# Creating Synth Data
In this script we crate a synthetic data set. The data set is created for the purpose of uni-testing but it can also be used as an example to how to format your data set if you want to use this code.

The basic structure of the data is a table with the following columns:

1. user id
2. item id
3. Features (as many columns as you want)
4. Target rate

In this data set we are going to have 2 users 10 items and 6 time windows (5 for training and one for test). We will use a single feature which is the log(rate + 1) of consumption at the previous time window.
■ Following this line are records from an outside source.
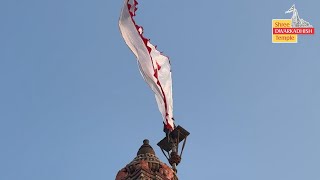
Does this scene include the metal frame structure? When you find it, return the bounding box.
[157,125,190,177]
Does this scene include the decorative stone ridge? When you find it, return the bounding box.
[115,153,175,180]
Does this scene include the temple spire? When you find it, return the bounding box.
[116,139,177,180]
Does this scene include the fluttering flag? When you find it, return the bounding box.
[119,0,174,131]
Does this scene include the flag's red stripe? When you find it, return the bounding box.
[126,0,173,130]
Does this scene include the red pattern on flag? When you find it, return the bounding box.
[119,0,174,130]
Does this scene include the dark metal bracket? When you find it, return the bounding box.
[157,125,190,174]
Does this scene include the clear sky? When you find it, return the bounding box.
[1,0,319,179]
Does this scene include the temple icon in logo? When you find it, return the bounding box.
[285,4,313,28]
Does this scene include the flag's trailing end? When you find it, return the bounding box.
[119,0,174,131]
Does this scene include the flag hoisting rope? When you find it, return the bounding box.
[119,0,175,131]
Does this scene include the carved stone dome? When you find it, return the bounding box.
[116,139,176,180]
[137,139,155,156]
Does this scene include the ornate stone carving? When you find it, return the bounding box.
[115,168,128,180]
[115,140,176,180]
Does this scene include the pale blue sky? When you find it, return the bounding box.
[1,0,319,179]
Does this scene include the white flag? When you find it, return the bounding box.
[119,0,174,131]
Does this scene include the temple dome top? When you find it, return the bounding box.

The first user is going to consume the same 3 items (out of the 10) in every time window at a somewhat similar rate (~50). For the second user we'll choose randomely at each time window.

This way we can validate few things in our model:

1. For user 1 in the rate process the coefficient for user budget and the feature should be equally relatively high. This is because the exposure process that will cancel the rest and won't pull the user_budget down.
2. In the exposure process for user the user_budget should be very low and the feature coefficient should be really high.
3. For user 2 it the choice of items is kind of random so in the exposure proces we expect the user-budget coefficient to higher than the one for user 1 and lower for the feature coefficient.

### This is not supposed to be a super effiicient code. It's just supposed to readable and help you produce the synthetic data.

In [1]:
from __future__ import division
import numpy as np

In [2]:
N, M, T = 2, 10, 5

user_1_items = np.array([1, 3, 5], dtype=np.intc)

The first time stmap is unique because I need have a fake previously consumed rate. The column of the data are:

1. user id
2. item id
3. feature_1
4. target rate

In [4]:
prev_t_1 = np.zeros([10, 4])
prev_t_1[:, 1] = np.arange(10)
prev_t_1[user_1_items, 2] = np.log(50 + np.random.randint(0, 5, 3) + 1)  # Previous "fake" rate
prev_t_1[user_1_items, 3] = 50 + np.random.randint(0, 5, 3)

In [5]:
prev_t_2 = np.zeros([10, 4])
prev_t_2[:, 0] = 1
prev_t_2[:, 1] = np.arange(10)

# Choosing randomly 3 items
user_2_items = np.random.choice(10, 3, replace=False)
prev_t_2[user_2_items, 2] = np.log(50 + np.random.randint(0, 5, 3))  # Previous "fake" rate

# Choosing randomly 3 items
user_2_items = np.random.choice(10, 3)
prev_t_2[user_2_items, 3] = 50 + np.random.randint(0, 5, 3)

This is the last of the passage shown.